Take a moment to do some google image searching of Turkey. I am willing to bet that one of the first ten images that comes up will be of hot air balloons soaring over an otherworldly landscape. That is Cappadocia. These sandstone hills have been home to people for thousands of years. Sometimes they have been actual residences, sometimes they have been used to hide from invaders. What millennia of wind has not shaped, the people themselves have carved out to make their homes.
I drove all through the day from Istanbul to make Cappadocia. I had a reservation with a hot air balloon company for the next morning and I did not want to miss it! I knew it was going to be a bit rough, the shuttle was to be at my hotel around 4am for the sunrise flight and I was not going to pull in until after 10pm.
My partner, Derek, had booked this hotel and was really excited to stay here. I felt bad that I was getting to enjoy it and he was not. The room was carved out of the stone and it was magnificent! The room opened into a formal sitting area with shelves and nooks carved into the stone walls. An alcove in the back held a massive bed, and the bathroom was almost as large as the rest of the room. Between this and the hotel in Istanbul, I was beginning to get spoiled!
The manager asked if I wanted a balloon tour for the morning and I assured him I had already booked one. We said goodnight and I collapsed on top of the bed.

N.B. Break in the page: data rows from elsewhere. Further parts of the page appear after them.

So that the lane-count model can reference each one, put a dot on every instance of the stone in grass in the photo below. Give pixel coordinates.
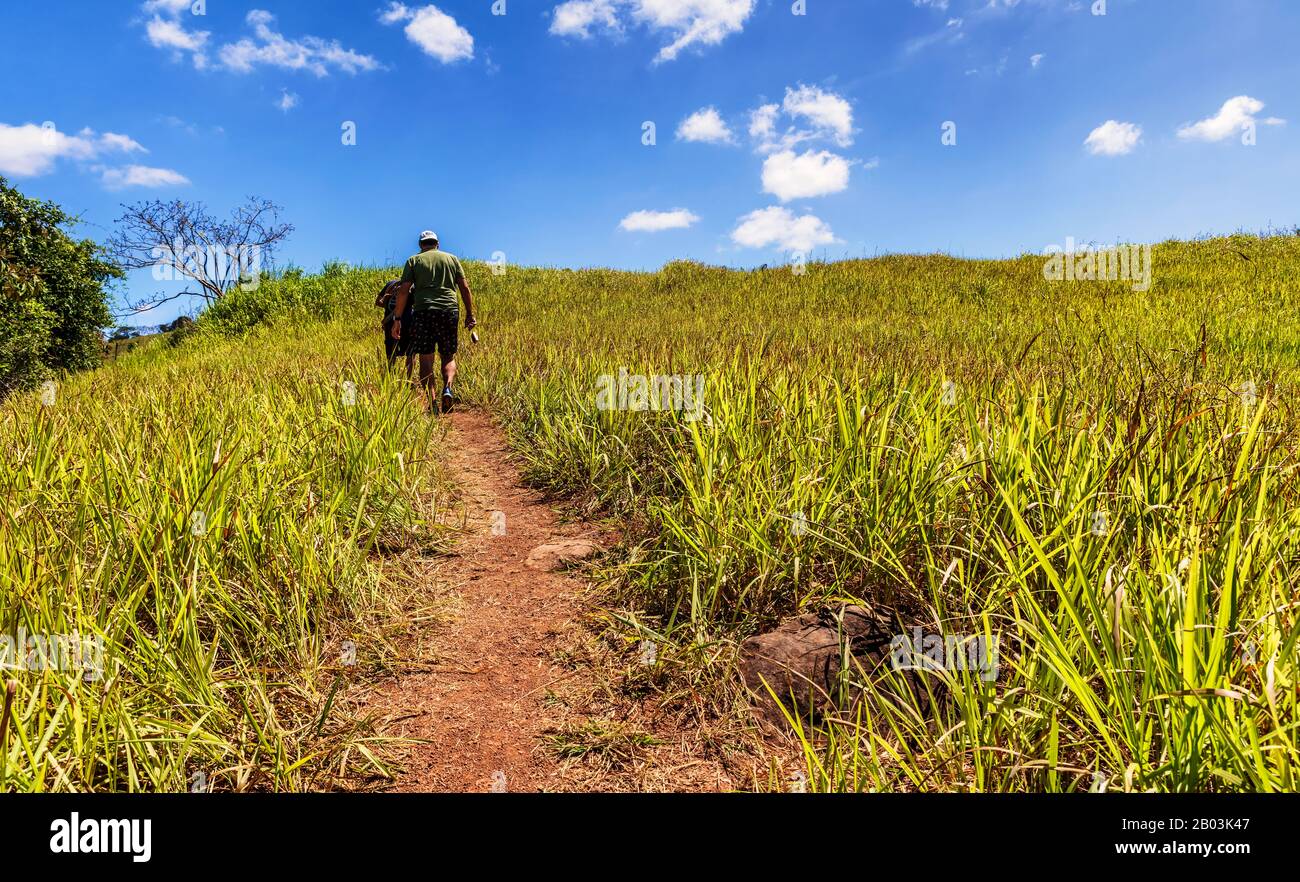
(558, 554)
(802, 660)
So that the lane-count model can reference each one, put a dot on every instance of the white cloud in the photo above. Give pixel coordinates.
(111, 141)
(30, 150)
(268, 47)
(657, 221)
(830, 113)
(689, 22)
(394, 13)
(433, 30)
(579, 17)
(705, 126)
(813, 173)
(1236, 115)
(170, 34)
(141, 176)
(817, 113)
(167, 7)
(1113, 138)
(779, 227)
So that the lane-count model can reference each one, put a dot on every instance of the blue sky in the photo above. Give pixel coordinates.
(775, 133)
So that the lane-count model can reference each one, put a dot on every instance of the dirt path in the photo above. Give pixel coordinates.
(480, 705)
(508, 688)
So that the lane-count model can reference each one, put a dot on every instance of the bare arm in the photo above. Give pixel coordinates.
(463, 284)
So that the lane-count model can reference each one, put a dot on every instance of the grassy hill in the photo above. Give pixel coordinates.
(1101, 479)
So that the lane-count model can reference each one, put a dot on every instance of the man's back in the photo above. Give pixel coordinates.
(433, 276)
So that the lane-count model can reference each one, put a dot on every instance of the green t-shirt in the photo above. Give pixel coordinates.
(433, 275)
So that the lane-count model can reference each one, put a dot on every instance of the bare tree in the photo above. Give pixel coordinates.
(182, 241)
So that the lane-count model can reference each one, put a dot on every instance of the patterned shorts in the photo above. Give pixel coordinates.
(432, 331)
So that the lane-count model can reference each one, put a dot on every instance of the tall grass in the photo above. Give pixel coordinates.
(215, 514)
(1103, 479)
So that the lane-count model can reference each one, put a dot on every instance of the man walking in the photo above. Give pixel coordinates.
(432, 279)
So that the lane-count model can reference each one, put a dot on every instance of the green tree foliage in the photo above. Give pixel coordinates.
(52, 293)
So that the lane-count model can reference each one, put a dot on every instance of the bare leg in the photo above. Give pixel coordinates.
(427, 379)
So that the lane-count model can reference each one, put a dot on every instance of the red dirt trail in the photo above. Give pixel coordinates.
(480, 707)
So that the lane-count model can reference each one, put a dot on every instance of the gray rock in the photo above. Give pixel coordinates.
(804, 660)
(558, 554)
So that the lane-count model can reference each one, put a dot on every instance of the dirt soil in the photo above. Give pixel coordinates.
(512, 690)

3:45 came early. I had not slept well, too excited for the balloons, too nervous that I would miss the shuttle. I was out on the large terrace by four o’clock, waiting. I had my camera, my cell phone, and a GoPro - Michelle had asked me to take lots of photos and I was not going to be caught unprepared.
4:15 came and went with no shuttle. I found a number for them and dialed. The man on the other end of the line did not know what I was talking about. Yes, he was the shuttle driver. No, he did not have me on his list. He said he was just getting to the office and would call me back in five minutes. I hung up and waited.
The morning call for prayer came. It was haunting as it echoed through the canyon. The Muezzin’s voice rang out. As I sat silently in awe of the beauty of it all, the stars, the sandstone buildings, the melodic voice, I heard and saw people begin to arrange themselves for their prayers. Cappadocia was beginning to come alive.
By 4:30 there was still no call, so I called back. The man on the other end informed me that he had toured to call but it had not gone through. There was no way he could come and get me. He asked if I could find a taxi to take me to the open air museum where the balloons were being readied. I scoffed. Yes, Cappadocia was waking up, but there were no taxis to be found on my tiny side street. I told him I would get myself there on my own and headed for the Rascal.
As I wound through the narrow streets, I was thankful that the little van was so small. There were corners that would require a three point turn for most other vehicles. I sped off into the desert, GPS giving me my orders. I found the balloons just as they lifted off. Groups of smiling people filled the baskets as the balloons silently lifted off into the lightening sky.
I watched for a few minutes before turning around and leaving. I went back to the hotel room and called the number again. A different man answered. He said it was his company and he did not have a reservation for me. I assured him that I had a reservation and read him the confirmation number. “Oh. Yes. I see it now. You did not pay.” I assured him that I did and read him the email I received thanking me for my payment. “Oh. Yes. I see it now. You come back tomorrow.”
I said a few things that I regret, and then went back to bed. I was tired, frustrated, and more than a little disappointed. While this was not one of my “must do” events for the Rally, it was right up there. Walking away from it hurt. But this is the reality of doing an event like this. There are so many moving parts, everything has to mesh well or else it all falls apart.
I contemplated staying another night, taking in the rest of the sights of Cappadocia and then leaving the next day. If I had a partner and could share the driving, then it might be possible and could stay on track. But that isn’t the case and I have to press on to Baku. The ferry across the Caspian Sea is unreliable at best, and I need all the time I can get.
So it looks like i will have to return to Turkey. Istanbul was amazing and wild. A whole week could be spent there and you would never get bored. Cappadocia is beautiful and wild in its own way. It could take several days of exploring as well. Add to that the other sights of Turkey, the entire north coast, and you have an easy two week stay. So I will be back. But, for now, I’m tucking my tail between my legs and heading out of town. There is another long drive ahead.